Les pluies qui se sont abattues sur Kinshasa ces derniers jours ont réveillé une vieille angoisse nationale. Images de routes dégradées, de quartiers inondés, de familles éprouvées : le réflexe est presque automatique. Celui de l’indignation, parfois de la caricature, souvent de l’autoflagellation. Comme si chaque averse devait être la preuve irréfutable que tout va mal, que rien ne tient, que le pays vacille au moindre nuage.

Et pourtant, il faut le dire avec calme et lucidité : la RDC n’est pas le paradis, mais elle n’est pas non plus l’enfer.

Oui, les pluies ont révélé des fragilités structurelles bien connues : urbanisation anarchique, insuffisance des canalisations, occupation des zones à risque, retard accumulé dans les infrastructures. Ces réalités ne doivent ni être niées ni minimisées. Elles exigent des politiques publiques cohérentes, de la planification, du temps et des moyens. Elles exigent surtout de la constance, loin des réactions émotionnelles et des procès expéditifs.

Mais non, chaque pluie n’est pas un effondrement de la nation.
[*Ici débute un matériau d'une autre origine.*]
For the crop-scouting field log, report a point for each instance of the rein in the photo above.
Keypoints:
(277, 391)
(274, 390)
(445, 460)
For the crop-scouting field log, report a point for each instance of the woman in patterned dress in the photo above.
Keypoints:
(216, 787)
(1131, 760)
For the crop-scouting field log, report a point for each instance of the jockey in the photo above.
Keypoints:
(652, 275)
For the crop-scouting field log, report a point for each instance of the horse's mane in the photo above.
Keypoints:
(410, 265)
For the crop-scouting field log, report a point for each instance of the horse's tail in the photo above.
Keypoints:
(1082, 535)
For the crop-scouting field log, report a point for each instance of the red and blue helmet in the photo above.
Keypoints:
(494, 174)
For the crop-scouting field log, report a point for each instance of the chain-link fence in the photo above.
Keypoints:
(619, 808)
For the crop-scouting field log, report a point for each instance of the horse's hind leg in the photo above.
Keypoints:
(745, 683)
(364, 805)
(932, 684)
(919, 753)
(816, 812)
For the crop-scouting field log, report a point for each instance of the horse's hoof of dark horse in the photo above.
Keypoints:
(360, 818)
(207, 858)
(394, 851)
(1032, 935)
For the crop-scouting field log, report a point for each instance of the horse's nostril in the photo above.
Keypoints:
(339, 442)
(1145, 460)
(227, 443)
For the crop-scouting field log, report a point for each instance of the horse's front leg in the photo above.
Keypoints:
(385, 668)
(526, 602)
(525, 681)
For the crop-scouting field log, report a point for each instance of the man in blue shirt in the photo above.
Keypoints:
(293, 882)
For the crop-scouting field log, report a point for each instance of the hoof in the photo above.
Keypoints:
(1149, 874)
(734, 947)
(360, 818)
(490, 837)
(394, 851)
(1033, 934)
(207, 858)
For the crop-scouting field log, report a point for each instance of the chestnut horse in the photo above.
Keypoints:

Non, chaque difficulté n’est pas la preuve d’un pays condamné. Les grandes métropoles du monde, y compris dans des États dits « développés », connaissent elles aussi des inondations, des coupures, des désordres climatiques. La différence ne réside pas dans l’absence de problèmes, mais dans la capacité collective à les affronter sans hystérie, à les corriger sans se renier.

La République démocratique du Congo est un pays en construction permanente. Un pays immense, contrasté, parfois épuisant, mais aussi résilient. Un pays où, malgré les pluies, la vie continue : les marchés rouvrent, les enfants retournent à l’école, les solidarités de voisinage se reforment. Un pays où l’État est interpellé — à juste titre — mais où la société elle-même doit interroger ses choix, ses comportements, sa relation à l’espace public.

Dédramatiser ne signifie pas banaliser. Dédramatiser, c’est refuser la tentation du catastrophisme permanent qui paralyse plus qu’il ne mobilise. C’est rappeler que les défis sont réels, mais qu’ils ne résument pas toute l’histoire. C’est affirmer que l’avenir ne se construit ni dans le déni, ni dans la diabolisation systématique, mais dans l’effort lucide et collectif.

La RDC n’est pas un jardin d’Éden. Elle est encore moins un enfer sans issue. Elle est un chantier. Et sur un chantier, il pleut parfois. L’essentiel est de continuer à bâtir.